Holding his penultimate mass rally on Friday in the Turkish capital Ankara ahead of Sunday's elections, Turkish Prime Minister Recep Tayyip Erdogan appeared supremely confident of garnering the majority needed for victory in the first round.
Erdogan called on loyalists to "explode ballot boxes on Sunday and deal a democratic slap" to his political opponents in the battle for the Cankaya presidential palace in Ankara.
"Ankara, will you vote for a strong Turkey? Ankara, will you vote for the man of people?" he asked with characteristic bravado. The crowds shouted "yes" in return.
"We will write the history of the new Turkey on August 10," he added.
Turkey's presidency has in recent years been a largely ceremonial job, but Erdogan indicated once again he planned to be a powerful president.

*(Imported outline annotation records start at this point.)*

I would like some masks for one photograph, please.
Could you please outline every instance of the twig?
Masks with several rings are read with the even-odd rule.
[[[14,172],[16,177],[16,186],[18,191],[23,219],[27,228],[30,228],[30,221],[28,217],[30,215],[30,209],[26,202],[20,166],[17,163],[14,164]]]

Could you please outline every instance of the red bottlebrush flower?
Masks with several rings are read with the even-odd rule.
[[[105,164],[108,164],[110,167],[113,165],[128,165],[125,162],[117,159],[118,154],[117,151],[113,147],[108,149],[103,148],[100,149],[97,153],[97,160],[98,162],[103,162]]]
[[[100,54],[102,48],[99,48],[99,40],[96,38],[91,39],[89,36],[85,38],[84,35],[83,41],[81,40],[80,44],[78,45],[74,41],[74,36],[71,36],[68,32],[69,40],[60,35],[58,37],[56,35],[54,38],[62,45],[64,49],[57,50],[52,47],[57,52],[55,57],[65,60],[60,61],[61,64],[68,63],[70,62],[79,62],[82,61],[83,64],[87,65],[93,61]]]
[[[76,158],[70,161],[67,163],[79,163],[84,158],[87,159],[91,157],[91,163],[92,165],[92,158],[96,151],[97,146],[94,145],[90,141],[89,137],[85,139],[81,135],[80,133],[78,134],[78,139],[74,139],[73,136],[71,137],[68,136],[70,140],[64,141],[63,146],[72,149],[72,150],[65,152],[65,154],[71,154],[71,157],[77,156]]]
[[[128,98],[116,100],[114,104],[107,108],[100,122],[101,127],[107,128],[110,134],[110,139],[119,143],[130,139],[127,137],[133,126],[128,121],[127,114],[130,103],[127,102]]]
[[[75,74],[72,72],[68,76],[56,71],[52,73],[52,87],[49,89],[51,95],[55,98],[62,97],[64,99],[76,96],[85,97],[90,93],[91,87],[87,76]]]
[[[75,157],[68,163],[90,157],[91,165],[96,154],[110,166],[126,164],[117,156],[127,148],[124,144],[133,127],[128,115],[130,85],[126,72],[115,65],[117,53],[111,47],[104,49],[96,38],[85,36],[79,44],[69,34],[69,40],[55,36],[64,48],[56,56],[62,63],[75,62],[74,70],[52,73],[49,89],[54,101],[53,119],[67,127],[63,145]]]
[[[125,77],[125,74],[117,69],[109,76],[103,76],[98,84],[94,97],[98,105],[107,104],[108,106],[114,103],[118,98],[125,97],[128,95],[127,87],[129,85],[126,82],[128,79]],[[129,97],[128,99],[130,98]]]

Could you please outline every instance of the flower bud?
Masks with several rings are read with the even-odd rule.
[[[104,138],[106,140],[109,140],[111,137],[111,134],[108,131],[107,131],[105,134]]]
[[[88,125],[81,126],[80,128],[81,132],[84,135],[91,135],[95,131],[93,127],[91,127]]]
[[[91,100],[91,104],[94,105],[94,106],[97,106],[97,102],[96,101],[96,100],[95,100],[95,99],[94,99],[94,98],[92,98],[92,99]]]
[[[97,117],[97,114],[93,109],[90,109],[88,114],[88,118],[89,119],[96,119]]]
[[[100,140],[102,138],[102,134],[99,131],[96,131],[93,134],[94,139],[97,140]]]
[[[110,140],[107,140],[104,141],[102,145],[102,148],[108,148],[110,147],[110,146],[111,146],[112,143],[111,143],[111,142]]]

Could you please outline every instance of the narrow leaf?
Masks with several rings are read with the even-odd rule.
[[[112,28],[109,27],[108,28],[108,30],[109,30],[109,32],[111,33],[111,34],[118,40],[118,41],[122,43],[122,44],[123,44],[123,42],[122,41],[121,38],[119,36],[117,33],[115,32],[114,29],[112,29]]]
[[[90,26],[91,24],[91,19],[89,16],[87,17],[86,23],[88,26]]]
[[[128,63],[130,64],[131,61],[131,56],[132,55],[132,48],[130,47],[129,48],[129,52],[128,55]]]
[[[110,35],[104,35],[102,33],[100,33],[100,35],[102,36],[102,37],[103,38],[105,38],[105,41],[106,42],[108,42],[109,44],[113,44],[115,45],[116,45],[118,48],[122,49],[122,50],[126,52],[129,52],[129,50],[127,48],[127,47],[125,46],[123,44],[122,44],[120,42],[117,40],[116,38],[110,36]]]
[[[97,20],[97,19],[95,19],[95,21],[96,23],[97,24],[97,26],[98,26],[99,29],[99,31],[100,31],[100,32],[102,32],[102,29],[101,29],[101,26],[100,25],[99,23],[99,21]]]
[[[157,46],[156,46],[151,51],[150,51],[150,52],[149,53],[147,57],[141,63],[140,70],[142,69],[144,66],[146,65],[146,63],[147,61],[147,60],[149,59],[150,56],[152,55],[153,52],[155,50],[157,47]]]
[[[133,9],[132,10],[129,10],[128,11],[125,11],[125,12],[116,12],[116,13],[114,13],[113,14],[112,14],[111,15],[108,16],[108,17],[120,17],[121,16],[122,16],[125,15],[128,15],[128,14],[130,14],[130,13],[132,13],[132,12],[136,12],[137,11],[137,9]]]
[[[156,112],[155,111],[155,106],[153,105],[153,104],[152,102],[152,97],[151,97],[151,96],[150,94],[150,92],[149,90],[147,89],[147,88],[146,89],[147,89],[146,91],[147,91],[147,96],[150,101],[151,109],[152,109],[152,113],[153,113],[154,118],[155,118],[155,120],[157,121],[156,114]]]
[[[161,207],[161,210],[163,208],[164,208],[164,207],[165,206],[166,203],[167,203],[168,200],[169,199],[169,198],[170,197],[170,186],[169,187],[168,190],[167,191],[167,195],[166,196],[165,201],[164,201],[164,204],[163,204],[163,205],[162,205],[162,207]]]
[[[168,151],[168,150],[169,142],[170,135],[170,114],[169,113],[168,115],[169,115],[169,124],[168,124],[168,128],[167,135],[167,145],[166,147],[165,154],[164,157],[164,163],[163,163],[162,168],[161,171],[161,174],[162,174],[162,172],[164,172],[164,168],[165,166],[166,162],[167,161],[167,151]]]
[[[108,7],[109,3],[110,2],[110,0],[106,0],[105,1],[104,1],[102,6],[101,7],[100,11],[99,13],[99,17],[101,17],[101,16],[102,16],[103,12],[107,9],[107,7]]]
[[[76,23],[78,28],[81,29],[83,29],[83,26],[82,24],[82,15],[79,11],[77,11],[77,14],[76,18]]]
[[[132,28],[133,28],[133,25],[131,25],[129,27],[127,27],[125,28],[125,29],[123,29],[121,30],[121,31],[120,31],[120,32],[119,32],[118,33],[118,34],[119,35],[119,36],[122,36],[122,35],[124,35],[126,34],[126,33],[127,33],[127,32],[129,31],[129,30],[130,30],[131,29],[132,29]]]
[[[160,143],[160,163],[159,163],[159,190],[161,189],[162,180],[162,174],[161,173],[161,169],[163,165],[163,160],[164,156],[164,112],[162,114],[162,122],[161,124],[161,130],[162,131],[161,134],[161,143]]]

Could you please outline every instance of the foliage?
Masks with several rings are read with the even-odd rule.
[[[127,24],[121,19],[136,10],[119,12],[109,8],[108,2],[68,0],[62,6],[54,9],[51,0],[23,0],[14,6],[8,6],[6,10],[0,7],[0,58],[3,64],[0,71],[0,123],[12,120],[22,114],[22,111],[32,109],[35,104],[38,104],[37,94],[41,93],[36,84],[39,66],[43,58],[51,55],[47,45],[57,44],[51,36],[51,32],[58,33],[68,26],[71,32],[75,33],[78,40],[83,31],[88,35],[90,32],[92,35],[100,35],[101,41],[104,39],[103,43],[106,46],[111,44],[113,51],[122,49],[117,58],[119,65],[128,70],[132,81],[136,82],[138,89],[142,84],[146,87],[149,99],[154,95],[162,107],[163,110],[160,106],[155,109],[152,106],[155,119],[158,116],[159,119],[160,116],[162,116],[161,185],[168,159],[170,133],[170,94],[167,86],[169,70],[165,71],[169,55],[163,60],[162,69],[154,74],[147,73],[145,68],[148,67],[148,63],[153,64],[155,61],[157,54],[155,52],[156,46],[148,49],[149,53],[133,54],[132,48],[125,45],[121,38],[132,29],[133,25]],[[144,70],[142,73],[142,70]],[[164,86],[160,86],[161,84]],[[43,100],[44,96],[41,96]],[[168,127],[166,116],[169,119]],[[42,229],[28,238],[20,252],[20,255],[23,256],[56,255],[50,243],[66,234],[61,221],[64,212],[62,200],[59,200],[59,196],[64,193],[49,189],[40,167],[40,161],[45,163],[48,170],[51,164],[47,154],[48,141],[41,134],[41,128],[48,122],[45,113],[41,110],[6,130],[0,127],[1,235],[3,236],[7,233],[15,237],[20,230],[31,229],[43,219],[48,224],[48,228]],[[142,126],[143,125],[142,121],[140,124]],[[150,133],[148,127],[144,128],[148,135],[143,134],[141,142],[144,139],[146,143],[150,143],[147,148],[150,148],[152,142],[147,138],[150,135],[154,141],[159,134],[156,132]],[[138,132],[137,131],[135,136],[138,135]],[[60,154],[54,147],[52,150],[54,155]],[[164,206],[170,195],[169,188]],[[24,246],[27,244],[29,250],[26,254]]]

"God willing, all impediments between the Cankaya (presidential palace) and the people will be removed on August 10. The people will entirely remove the locks on the Cankaya on August 10," he said.
The latest survey by the private Konda research institute predicted Erdogan will win in the first round against the main opposition challenger Ekmeleddin Ihsanoglu and Kurdish candidate Selahattin Demirtas.
Erdogan would win 57 percent of the vote, Ihsanoglu 34 and the pro-Kurdish candidate Selahattin Demirtas nine percent, it forecast. Erdogan will hold his final election rally in the central Anatolian city of Konya on Saturday.
With the clock ticking down to the official end of campaigning on Saturday evening, both Erdogan's rivals made a last ditch attempt to persuade voters to support their candidacy.
Ihsanoglu visited the town of Soma which in May was the scene of Turkey's worst ever mining disaster in which 301 miners were killed. Erdogan, whose handling of the tragedy was widely criticised, has steered clear of Soma during the campaign.
Demirtas meanwhile held the biggest rally of his campaign on home ground in Turkey's biggest Kurdish city of Diyarbakir, with tens of thousands waving Kurdish flags turning out to hear him speak.